Il faut se donner un coup de fouet de bon matin. La nuit a été fraîche sur le Campus de la transition, et on se met en mouvement au saut du lit. D’abord pour la « pluche » – l’épluchage des légumes fournis par les fermes locales en vue du repas du midi –, avant de se regrouper pour la « météo intérieure », exercice ritualisé où chacun dit comment il se sent, au pied de l’élégant château du domaine de Forges (Seine-et-Marne).
Cette propriété de 12 hectares, située à 80 kilomètres de Paris, a été transformée en 2018 en un lieu d’expérimentation de la « transition écologique et sociale », sous l’impulsion de la philosophe Cécile Renouard et de l’économiste Gaël Giraud. Ici, on teste des solutions concrètes, en matière d’énergie, d’alimentation ou de gouvernance, ensuite transmises aux étudiants, chercheurs et entreprises qui viennent s’y frotter tout au long de l’année.
Mercredi 28 juillet, ce sont une trentaine de jeunes, la plupart issus d’écoles d’ingénieurs, qui, en tenue de chantier, écoutent l’un d’eux leur lire un texte pour ouvrir la journée. « Elle s’est mis dans la tête qu’il fallait sauver le monde, ni plus ni moins », relate le poème.

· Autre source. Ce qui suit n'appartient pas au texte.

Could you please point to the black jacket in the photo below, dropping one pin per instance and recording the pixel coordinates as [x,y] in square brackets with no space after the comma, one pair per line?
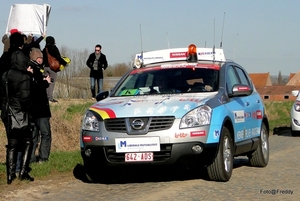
[40,103]
[102,63]
[19,83]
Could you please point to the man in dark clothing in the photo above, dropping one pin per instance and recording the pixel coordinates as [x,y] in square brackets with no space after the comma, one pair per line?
[41,109]
[52,50]
[16,85]
[97,63]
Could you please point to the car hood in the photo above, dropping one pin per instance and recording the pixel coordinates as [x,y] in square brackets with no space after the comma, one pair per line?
[139,106]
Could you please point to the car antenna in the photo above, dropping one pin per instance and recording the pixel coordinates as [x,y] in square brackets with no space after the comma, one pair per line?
[222,31]
[214,42]
[141,44]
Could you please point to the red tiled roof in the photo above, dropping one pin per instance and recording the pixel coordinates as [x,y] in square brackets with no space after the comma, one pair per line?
[261,79]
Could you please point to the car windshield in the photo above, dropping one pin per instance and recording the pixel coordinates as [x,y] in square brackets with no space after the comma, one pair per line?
[170,79]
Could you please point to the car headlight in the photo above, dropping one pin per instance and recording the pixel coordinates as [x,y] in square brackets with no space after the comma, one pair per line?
[198,117]
[90,122]
[297,106]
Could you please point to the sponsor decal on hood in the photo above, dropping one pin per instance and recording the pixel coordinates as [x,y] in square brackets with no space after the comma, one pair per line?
[165,105]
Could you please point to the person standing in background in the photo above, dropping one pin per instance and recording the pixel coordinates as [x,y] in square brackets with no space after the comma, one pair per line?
[5,39]
[97,63]
[41,110]
[52,50]
[16,85]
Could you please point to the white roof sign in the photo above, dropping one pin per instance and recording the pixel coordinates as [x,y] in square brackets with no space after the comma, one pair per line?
[204,54]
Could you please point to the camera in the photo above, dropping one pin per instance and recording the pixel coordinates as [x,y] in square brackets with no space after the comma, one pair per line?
[51,79]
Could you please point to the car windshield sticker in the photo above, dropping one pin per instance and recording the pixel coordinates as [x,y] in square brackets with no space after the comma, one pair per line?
[105,113]
[129,92]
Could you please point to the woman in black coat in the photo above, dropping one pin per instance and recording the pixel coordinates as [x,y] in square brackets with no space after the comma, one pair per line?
[16,83]
[53,51]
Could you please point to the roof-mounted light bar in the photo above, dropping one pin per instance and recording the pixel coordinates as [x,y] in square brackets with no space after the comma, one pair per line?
[192,53]
[179,54]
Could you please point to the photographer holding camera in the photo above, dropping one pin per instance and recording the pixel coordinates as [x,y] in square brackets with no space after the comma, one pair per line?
[41,108]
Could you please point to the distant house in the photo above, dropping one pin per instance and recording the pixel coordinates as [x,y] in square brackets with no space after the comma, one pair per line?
[263,84]
[261,79]
[277,93]
[294,79]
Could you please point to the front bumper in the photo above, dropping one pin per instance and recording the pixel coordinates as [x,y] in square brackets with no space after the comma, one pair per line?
[179,153]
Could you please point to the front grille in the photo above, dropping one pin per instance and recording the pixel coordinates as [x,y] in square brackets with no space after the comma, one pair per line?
[163,155]
[155,124]
[115,125]
[161,123]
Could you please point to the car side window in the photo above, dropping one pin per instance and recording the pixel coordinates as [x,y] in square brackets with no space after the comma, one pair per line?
[243,78]
[232,78]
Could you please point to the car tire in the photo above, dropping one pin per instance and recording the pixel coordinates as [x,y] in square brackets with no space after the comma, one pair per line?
[221,168]
[260,157]
[295,133]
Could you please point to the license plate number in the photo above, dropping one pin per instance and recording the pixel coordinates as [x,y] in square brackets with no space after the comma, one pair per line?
[132,157]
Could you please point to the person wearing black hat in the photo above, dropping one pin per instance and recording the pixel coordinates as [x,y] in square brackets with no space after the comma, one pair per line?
[97,63]
[52,50]
[16,83]
[41,109]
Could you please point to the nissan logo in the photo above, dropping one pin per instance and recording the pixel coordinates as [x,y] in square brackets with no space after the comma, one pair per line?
[137,124]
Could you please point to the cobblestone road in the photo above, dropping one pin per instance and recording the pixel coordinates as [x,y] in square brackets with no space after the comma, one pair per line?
[280,180]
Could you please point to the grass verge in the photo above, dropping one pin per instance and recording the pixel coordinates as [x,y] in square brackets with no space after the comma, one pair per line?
[58,162]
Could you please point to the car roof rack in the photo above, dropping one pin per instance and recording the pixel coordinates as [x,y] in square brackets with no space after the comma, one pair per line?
[178,54]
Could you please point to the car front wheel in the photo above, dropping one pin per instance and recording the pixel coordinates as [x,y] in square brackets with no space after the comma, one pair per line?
[221,168]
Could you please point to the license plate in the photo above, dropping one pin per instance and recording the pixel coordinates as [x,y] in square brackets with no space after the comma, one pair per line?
[132,157]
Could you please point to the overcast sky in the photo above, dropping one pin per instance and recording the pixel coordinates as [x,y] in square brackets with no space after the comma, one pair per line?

Tout un programme. S’ils ne pensent pas sauver le monde, ces jeunes diplômés sont décidés à y mettre leur grain de sable, rassemblés par une forte conscience écologique et l’aspiration à une vie professionnelle – et personnelle – plus sobre. Eux qui se sont peu à peu détournés de la voie royale qu’ouvre leur statut d’ingénieur, trop éloignée de leurs constats sur l’état de la planète, viennent à la semaine des alternatives low tech (SALT) chercher des clés.
Une quête de technique et de sens
Organisé pour sa troisième édition sur le campus de Forges, qui loge les participants dans de grandes tentes, cet événement propose des ateliers de formation aux low tech, des produits qui se veulent sobres en énergie, à faible impact écologique et social, robustes et facilement réparables par tout un chacun. Après avoir été initiés à l’utilisation des outils, les participants se lancent dans la construction de douches ou de fours solaires, d’un pédalier à énergie musculaire, de panneaux thermiques ou de biodigesteurs, dispositif qui permet de produire du méthane à partir de déchets organiques. Aux quatre coins du campus, ça coupe, ça tape, ça assemble.
« Ce sont des ingénieurs qui ont eu une formation très théorique, observe Paul Dequidt, co-organisateur et docteur en traitement d’image. On sent chez eux un besoin viscéral de retrouver le contact avec l’outil, de tenir une perceuse. » Une quête de technique, mais aussi de sens : « Ils se sont rendu compte, parfois brutalement, que le monde dans lequel ils vont évoluer n’est pas celui qu’on leur a proposé en formation. » Peu banal, mais de plus en plus fréquent, que de voir ces jeunes, formés aux calculs les plus complexes, remettre en cause la course à la haute technologie pour se tourner vers la production d’objets simples et sobres, destinés à ne répondre qu’aux besoins essentiels.